Open Library data has some problems, though. So I’m going to occasionally occasionally supplemented by metadata from a) HathiTrust—which has, presumably, better catalog data from very good libraries—and b) the Internet Archive, which does have some metadata fields Open Library seems to lack, including, critically, volume number (open Library makes a total mess of multi-volume works) and the original library contributor for a scanned text.
Given that, I’m trying to build two corpuses at the moment. I built up a master catalog of every book in the open library catalog that a) either has an OL library of congress-style call number or has one I can match from Hathi records, b) has a text file on the Internet Archive, and c) doesn’t seem to be a duplicate of another book I’m already getting. A is important because I find I really care about genre. B is necessary because neither Google nor Hathi currently make it possible to download thousands of text files. C is a huge problem, and can’t be solved except by actually comparing the texts of books computationally to see if they are duplicates. I suspect, actually, that ngrams didn’t do enough of this—the example I’ve given before is that one librarian lists a book as “works of Mark Twain, vol. 1” while another lists it as “Innocents Abroad.” Only extreme metadata scrubbing is going to catch that problem. (Although I think the Ngrams method might actually exclude the first version because it regards anything with volumes as a ‘ serial ’.) Anyway, multiple books is the problem I worry about skewing data the most: it really messes with correlations, it creates frequency outliers, and generally makes data less trustworthy.
I want to take that catalog to build, first, a general-purpose list using a select set of publishers like I did before. This will be be a larger list of publishers than before so a) I get a few houses west of the Susquehanna and b) I get enough books with the more limited set of Internet Archive books that have Open Library web pages. Once I settle on a list, I’ll do a post breaking down a little bit of that.
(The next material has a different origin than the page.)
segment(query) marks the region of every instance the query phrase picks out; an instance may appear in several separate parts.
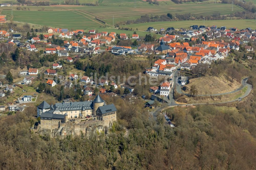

Then, like I said, I also want to take all the books in English — American, British, Indian, whatever — in the fields of psychology, physiology, education, and advertising and put them in a corpus. Cross linguistic comparisons are nearly impossible, but I might try French and German for these fields too just to see if there’s any way to get it working. That should let me run a couple finer grained-analysis that I’m interested in—what characterized the emergence of psychology from philosophy and physiology in the late 19th century, where and when characteristic language from psychology permeated into education and vice-versa, and so on. That’s more for actually writing something for a presentation in March at MAW, but maybe a little will sneak on to this blog.